When to Avoid This Effect
Despite loving this technique, I don't use it when:
- Targeting low-end mobile devices
- Designing data-heavy interfaces (distracting)
- Building accessible products (reduced contrast)
- Needing IE11 support (obviously)
Sometimes I'll create a simplified version with just a blurred overlay for performance-critical sections.
Alternative Approaches
When CSS isn't enough:
- Canvas API: For animated backgrounds
- SVG filters: Better browser support
- WebGL: Complex interactive scenes
But honestly? For 95% of Apple-style UI elements, pure CSS does the job with better performance.
Final Reality Check
Is this exact replica of Apple's effect? Almost. Their private frameworks do extra GPU-accelerated blending we can't access. But in normal viewing conditions, even designers can't tell my CSS version from native implementations.

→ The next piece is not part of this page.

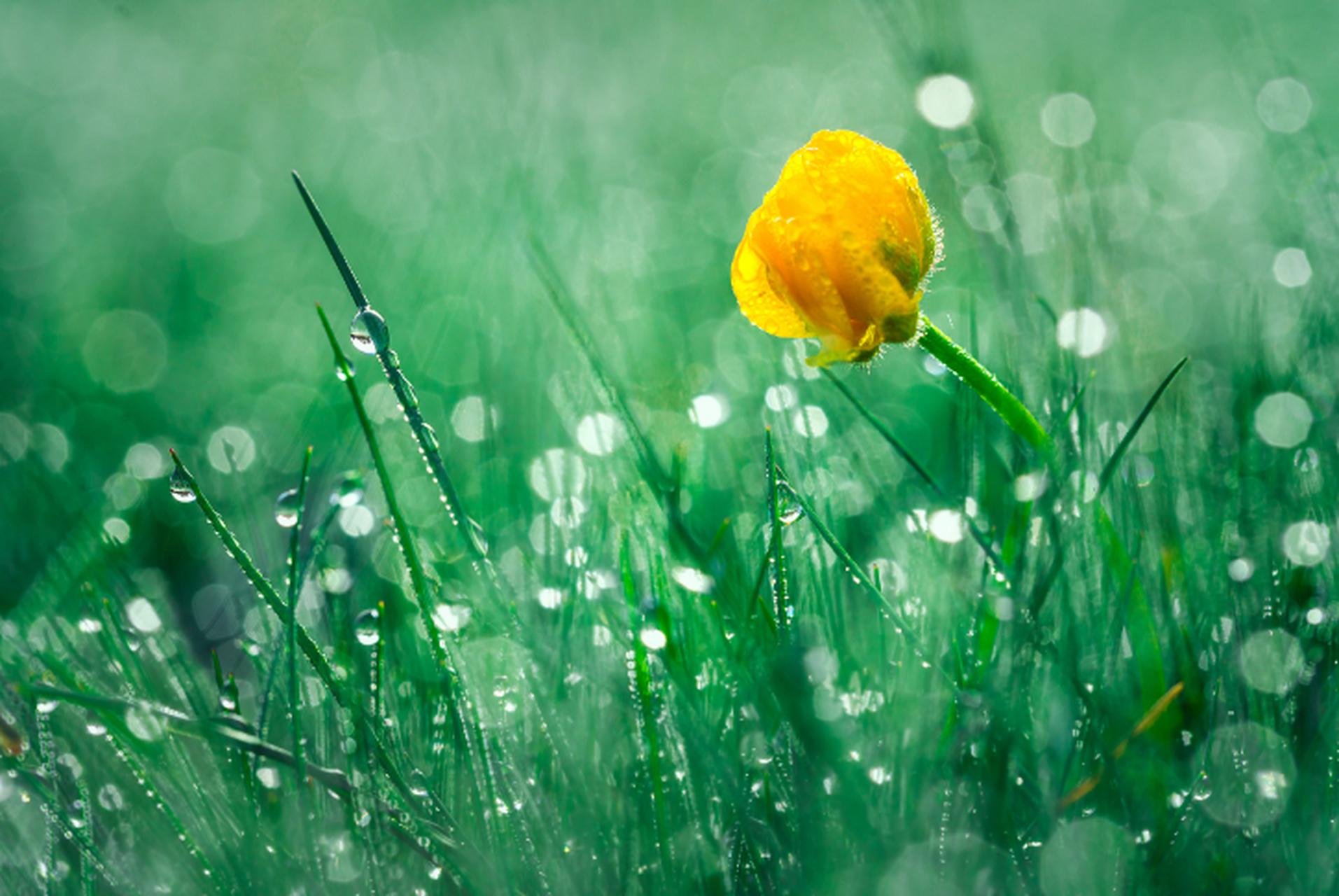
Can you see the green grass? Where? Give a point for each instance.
(491, 612)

Remember to test on actual devices - what looks perfect on your MacBook might render differently on Windows Chrome. Tweak values incrementally until you get that liquid realism.
Got a complex implementation? Try adding noise textures with background-image: url('noise.png'). Apple uses microscopic texture patterns to enhance the glass illusion.
Now go make something beautiful. Just maybe don't overuse it on every UI element - we don't need another skeuomorphism phase.